According to a new survey by the Confederation of British Industry (CBI) and Aegon, while pensions have been a key component to recruiting and fostering employee loyalty, greater engagement and the provision of advice may be needed to guide awareness of the benefits.
The report noted that at present, 92 per cent of surveyed firms are contributing above the statutory minimum level for auto-enrolment schemes. However, there is more to be done by firms to help businesses to realise the value of pensions in the recruitment process and continue the retention of staff, Aegon and the CBI said.
Considering the results of the study, which surveyed businesses of all sizes, Aegon Workplace Investing managing director Paul Bucksey stated that “there are more employers than ever considering adding advice to their offering”, to assist with employee engagement.
Of the surveyed firms, nine in 10 said they felt a responsibility to better engage employees with their pension schemes and over 50 per cent said that they have a strategy in place to achieve better pensions engagement.
Nonetheless, firms have realised that more needs to be done. A much lesser 12 per cent of respondents said they are happy with current employee engagement levels.
CBI managing director Neil Carberry, said: “While many businesses rightly recognise the positive effect that their investment in pensions can have on recruiting and retaining staff, others need to open their eyes to grasp the opportunities in front of them.

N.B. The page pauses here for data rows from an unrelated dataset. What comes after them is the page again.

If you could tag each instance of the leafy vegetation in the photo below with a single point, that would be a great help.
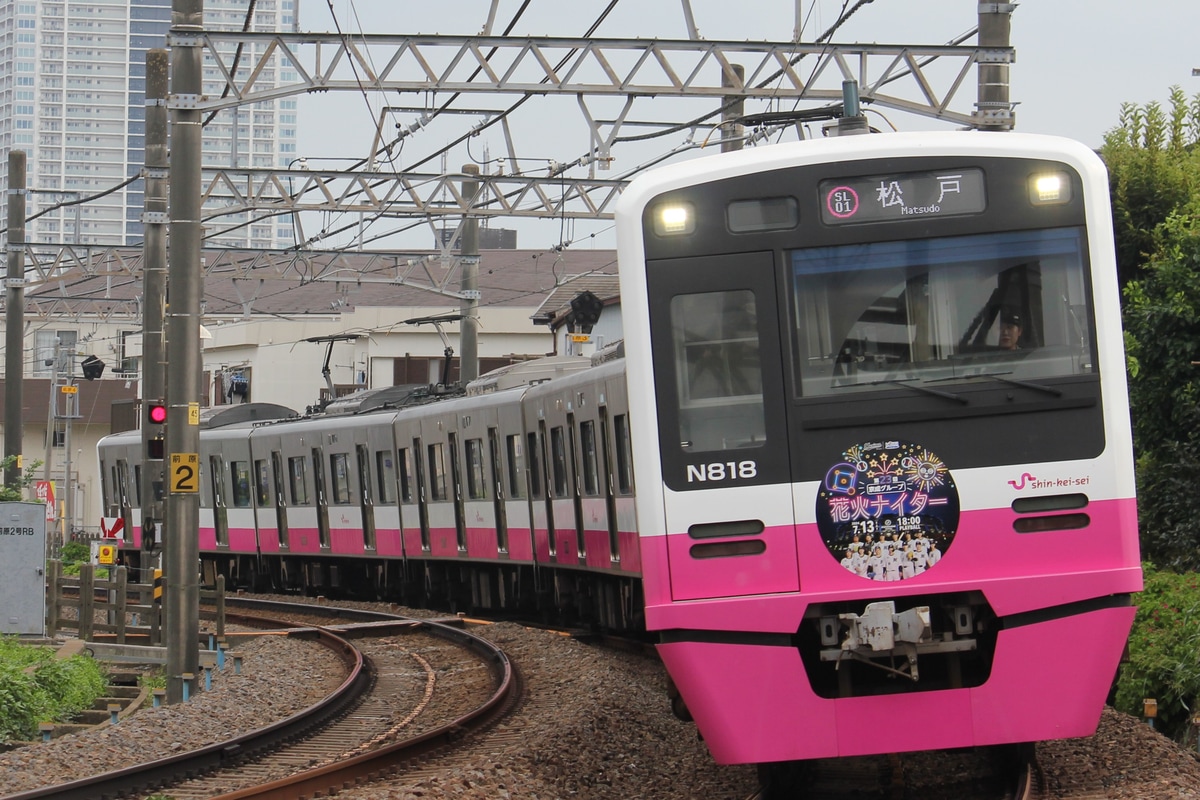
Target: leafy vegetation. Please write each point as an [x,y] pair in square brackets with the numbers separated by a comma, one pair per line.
[37,687]
[1162,654]
[1155,180]
[72,555]
[10,493]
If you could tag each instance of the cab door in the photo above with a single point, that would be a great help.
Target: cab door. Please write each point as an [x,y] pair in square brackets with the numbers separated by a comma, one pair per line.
[715,340]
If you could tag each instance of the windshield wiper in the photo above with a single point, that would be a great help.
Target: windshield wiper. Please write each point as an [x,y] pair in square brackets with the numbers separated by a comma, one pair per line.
[916,388]
[1014,382]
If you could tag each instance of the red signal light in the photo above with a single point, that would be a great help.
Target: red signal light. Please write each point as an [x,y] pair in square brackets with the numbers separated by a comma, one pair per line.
[156,413]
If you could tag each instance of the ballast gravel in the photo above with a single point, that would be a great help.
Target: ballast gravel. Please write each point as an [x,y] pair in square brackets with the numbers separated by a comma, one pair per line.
[597,726]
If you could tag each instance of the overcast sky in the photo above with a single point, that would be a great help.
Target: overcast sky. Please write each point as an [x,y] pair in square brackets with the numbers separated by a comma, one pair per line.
[1077,60]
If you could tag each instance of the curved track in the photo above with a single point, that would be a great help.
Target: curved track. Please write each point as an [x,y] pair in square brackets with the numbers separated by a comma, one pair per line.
[321,741]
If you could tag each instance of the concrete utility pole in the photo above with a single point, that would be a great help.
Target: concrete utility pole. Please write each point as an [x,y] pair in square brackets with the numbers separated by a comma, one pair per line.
[154,277]
[995,112]
[15,316]
[468,343]
[183,518]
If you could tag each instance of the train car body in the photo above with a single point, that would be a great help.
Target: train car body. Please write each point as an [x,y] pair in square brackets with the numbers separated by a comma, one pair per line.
[873,392]
[870,522]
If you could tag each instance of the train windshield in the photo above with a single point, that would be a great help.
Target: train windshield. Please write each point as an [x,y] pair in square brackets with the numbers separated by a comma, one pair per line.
[1012,306]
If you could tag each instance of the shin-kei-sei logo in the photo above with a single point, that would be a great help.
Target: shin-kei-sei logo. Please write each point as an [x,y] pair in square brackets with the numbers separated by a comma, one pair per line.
[1020,485]
[1030,482]
[887,510]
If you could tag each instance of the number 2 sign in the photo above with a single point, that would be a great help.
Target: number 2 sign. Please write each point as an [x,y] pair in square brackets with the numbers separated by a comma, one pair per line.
[185,473]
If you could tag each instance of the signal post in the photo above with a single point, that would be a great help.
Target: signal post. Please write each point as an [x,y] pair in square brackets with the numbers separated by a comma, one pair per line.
[183,518]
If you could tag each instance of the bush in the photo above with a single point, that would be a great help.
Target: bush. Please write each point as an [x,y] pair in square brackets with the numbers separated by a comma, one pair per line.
[1163,649]
[37,687]
[72,555]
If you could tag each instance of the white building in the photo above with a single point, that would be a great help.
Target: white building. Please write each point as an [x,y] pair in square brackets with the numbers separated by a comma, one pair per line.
[258,350]
[72,96]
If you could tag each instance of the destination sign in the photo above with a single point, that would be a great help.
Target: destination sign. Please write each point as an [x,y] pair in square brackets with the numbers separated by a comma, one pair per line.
[909,196]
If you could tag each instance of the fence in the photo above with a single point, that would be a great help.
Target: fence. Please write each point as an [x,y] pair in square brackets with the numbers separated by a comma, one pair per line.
[114,608]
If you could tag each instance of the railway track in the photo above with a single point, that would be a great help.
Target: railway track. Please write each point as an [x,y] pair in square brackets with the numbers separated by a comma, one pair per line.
[357,733]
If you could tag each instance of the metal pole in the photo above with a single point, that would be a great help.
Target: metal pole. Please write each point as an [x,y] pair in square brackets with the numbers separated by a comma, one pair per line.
[154,274]
[994,109]
[731,132]
[183,518]
[468,344]
[15,317]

Engaging better with your workforce on pensions is not a ‘nice-to-have’ but absolutely fundamental to the success of workplace pensions schemes and well-funded retirements for workers.
Reasons for lack of engagement, as reported by the employers, included diverting money from pensions to other financial responsibilities (59 per cent), a lack of awareness among employees of the importance of saving for retirement and having insufficient resources within the business to engage with employees (24 per cent). In addition to this, some employers explained that they were uncertain about where to find high-quality advice for staff.

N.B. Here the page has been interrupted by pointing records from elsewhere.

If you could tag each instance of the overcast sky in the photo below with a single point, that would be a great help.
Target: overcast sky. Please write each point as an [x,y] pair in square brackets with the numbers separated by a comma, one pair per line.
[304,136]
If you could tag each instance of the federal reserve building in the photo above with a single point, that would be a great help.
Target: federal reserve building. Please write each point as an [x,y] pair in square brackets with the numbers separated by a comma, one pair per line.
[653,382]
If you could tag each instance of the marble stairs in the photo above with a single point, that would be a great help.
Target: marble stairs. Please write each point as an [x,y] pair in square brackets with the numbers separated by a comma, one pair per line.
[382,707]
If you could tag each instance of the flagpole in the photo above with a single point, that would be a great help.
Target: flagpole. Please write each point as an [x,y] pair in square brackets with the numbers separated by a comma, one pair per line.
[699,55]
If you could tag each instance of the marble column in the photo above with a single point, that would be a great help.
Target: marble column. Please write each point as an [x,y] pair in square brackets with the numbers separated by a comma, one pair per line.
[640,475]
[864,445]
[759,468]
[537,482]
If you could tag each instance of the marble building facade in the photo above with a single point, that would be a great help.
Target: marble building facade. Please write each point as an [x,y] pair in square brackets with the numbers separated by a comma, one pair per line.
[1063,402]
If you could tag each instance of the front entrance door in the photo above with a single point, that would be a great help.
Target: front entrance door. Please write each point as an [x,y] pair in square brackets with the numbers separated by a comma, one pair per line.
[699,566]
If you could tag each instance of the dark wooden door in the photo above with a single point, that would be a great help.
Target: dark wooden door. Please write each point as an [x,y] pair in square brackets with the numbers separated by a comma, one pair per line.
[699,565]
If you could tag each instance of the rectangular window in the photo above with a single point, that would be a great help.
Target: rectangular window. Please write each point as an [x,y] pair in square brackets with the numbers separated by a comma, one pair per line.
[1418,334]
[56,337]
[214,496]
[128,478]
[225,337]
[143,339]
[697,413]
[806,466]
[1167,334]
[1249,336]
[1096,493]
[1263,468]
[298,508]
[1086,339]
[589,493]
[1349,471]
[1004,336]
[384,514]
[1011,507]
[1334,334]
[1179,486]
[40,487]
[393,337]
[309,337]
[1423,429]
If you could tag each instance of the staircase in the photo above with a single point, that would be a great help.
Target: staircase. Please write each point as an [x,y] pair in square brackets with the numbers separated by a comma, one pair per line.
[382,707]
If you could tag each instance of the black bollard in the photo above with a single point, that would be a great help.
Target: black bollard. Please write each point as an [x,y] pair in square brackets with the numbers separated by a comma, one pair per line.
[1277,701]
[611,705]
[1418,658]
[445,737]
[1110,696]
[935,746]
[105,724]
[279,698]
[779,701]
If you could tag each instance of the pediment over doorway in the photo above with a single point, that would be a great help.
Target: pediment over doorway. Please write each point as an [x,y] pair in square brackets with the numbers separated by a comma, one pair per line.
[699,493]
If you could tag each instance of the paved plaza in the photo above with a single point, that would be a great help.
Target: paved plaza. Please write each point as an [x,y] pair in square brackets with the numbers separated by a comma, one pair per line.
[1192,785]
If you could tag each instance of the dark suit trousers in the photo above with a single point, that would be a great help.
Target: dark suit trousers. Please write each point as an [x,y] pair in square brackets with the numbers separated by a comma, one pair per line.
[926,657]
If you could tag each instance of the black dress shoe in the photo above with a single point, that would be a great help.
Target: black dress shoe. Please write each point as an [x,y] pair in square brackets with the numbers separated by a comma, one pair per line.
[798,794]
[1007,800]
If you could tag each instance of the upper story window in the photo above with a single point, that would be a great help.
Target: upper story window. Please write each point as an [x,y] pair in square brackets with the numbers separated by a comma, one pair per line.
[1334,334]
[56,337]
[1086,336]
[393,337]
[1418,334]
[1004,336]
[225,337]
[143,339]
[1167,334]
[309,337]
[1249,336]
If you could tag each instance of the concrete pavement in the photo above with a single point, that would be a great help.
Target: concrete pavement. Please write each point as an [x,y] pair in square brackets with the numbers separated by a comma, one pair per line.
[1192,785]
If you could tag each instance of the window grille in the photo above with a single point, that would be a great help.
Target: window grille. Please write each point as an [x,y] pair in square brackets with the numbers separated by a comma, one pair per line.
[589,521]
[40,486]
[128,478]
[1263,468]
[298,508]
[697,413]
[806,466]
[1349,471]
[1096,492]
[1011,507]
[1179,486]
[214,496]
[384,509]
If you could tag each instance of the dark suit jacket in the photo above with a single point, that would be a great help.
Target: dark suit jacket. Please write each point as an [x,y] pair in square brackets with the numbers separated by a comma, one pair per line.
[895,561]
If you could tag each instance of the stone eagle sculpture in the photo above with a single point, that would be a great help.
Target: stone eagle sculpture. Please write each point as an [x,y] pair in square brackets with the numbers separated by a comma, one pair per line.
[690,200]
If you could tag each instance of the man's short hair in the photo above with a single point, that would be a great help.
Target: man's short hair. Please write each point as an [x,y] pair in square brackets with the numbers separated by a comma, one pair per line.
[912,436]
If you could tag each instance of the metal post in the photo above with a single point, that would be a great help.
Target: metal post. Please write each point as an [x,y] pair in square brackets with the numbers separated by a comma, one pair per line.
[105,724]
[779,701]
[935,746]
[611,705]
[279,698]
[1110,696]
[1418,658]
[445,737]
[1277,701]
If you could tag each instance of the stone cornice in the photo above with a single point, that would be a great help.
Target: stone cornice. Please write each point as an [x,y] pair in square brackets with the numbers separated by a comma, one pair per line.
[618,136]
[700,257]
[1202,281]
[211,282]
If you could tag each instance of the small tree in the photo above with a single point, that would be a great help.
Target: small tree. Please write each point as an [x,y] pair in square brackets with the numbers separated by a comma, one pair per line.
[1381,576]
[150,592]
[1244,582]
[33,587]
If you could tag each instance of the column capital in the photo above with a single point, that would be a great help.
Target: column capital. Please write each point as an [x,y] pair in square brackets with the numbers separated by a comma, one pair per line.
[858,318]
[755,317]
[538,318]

“Although many firms do a great job, there’s an awful lot more that can be done to get staff engaged in their financial futures…Many younger workers, those on lower incomes and employees who have been at a business for a short period are not getting the support they need to get to grips with issues that will help determine a successful path to when they retire,” Carberry added.
Of the survey participants, 63 per cent said that pensions play a part of an employees’ induction process, 60 per cent said they provide guidance from an external provider and 54 per cent also direct staff to publicly available pension guidance. Further advancements such as the use of technology including digital information portals was used by 51 per cent of businesses.

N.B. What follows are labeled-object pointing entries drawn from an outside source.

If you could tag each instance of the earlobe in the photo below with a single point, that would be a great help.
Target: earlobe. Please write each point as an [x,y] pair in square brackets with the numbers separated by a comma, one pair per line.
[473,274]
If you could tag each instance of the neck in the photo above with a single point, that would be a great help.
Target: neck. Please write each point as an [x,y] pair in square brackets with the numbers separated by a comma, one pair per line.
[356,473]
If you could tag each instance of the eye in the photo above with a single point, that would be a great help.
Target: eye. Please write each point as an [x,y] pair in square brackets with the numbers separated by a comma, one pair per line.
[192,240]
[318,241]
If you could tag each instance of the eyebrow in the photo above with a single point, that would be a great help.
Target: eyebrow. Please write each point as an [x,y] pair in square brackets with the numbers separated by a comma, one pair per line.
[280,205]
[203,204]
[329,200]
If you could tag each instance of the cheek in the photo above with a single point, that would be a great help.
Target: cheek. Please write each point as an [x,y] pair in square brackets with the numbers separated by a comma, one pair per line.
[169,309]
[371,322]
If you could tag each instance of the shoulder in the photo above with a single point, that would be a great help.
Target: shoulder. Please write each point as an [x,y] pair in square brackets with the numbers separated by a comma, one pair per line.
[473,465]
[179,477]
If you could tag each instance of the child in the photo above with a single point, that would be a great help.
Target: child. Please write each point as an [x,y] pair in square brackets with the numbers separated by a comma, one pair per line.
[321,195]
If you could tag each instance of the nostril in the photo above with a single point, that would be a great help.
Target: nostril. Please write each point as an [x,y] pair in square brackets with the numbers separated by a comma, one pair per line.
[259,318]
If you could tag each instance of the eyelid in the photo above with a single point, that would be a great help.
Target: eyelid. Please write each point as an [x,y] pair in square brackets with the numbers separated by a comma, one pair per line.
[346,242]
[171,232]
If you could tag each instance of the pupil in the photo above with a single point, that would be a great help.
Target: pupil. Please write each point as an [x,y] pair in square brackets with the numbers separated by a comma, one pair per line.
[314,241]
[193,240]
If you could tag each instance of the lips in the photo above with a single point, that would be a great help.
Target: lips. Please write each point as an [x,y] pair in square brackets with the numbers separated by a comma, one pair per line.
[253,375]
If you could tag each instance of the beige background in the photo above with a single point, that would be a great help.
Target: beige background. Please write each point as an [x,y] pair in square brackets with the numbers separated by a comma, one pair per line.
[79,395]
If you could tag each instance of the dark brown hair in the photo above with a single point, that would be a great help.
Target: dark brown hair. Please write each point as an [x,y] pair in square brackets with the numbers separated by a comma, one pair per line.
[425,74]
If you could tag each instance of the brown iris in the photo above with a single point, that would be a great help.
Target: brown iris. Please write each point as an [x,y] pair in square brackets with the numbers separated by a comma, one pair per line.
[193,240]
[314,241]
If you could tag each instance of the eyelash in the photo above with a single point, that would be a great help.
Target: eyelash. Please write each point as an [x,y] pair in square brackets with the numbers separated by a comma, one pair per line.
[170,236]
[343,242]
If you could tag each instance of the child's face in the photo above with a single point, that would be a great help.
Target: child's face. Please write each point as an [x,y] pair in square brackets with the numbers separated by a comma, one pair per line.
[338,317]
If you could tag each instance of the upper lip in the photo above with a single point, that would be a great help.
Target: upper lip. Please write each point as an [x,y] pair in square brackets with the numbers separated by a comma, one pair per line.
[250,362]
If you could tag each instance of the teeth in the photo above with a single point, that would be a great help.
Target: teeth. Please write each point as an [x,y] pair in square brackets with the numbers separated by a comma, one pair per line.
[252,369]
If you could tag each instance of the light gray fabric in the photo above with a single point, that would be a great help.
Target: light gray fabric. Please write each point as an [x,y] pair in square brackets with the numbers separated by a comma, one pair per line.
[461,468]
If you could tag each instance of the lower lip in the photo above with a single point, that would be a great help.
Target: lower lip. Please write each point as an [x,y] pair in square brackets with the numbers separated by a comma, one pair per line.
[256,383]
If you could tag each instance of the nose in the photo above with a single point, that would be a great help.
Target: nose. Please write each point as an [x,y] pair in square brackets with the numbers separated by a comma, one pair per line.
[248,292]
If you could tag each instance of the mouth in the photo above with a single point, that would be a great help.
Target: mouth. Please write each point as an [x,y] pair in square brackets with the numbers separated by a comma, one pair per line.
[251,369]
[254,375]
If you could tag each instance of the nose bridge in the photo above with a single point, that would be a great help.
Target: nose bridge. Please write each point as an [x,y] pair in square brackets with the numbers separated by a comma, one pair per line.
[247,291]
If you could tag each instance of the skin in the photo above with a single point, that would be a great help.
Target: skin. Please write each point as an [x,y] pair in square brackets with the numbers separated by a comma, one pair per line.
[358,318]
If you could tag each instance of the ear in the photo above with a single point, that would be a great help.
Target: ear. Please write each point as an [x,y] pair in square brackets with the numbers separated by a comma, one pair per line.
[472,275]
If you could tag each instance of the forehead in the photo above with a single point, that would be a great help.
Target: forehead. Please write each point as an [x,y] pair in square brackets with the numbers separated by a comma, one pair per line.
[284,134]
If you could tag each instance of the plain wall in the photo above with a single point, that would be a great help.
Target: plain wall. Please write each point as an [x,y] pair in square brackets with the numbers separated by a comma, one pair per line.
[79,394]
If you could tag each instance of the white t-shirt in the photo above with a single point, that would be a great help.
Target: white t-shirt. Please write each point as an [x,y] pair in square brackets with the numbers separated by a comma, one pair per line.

From these engagement processes, 44 per cent said it would lead to them being able to better retain staff.
Bucksey added: “Engagement is the key to changing behaviours and helping employees achieve long term financial security. When an employer gets behind their scheme and encourages the workforce to take action, engagement levels rise.
“Some employers are already going the extra mile to support their workforce in getting their pensions on the right track. But what remains clear is that whether you choose to hold roadshows, workshops or webinars, offer online financial planning tools or workplace financial advice, you need to do it regularly, as part of a wider financial awareness strategy.
“From recruitment to retirement, long-term planning and regular action will help your employees reach a point where they can afford to retire.”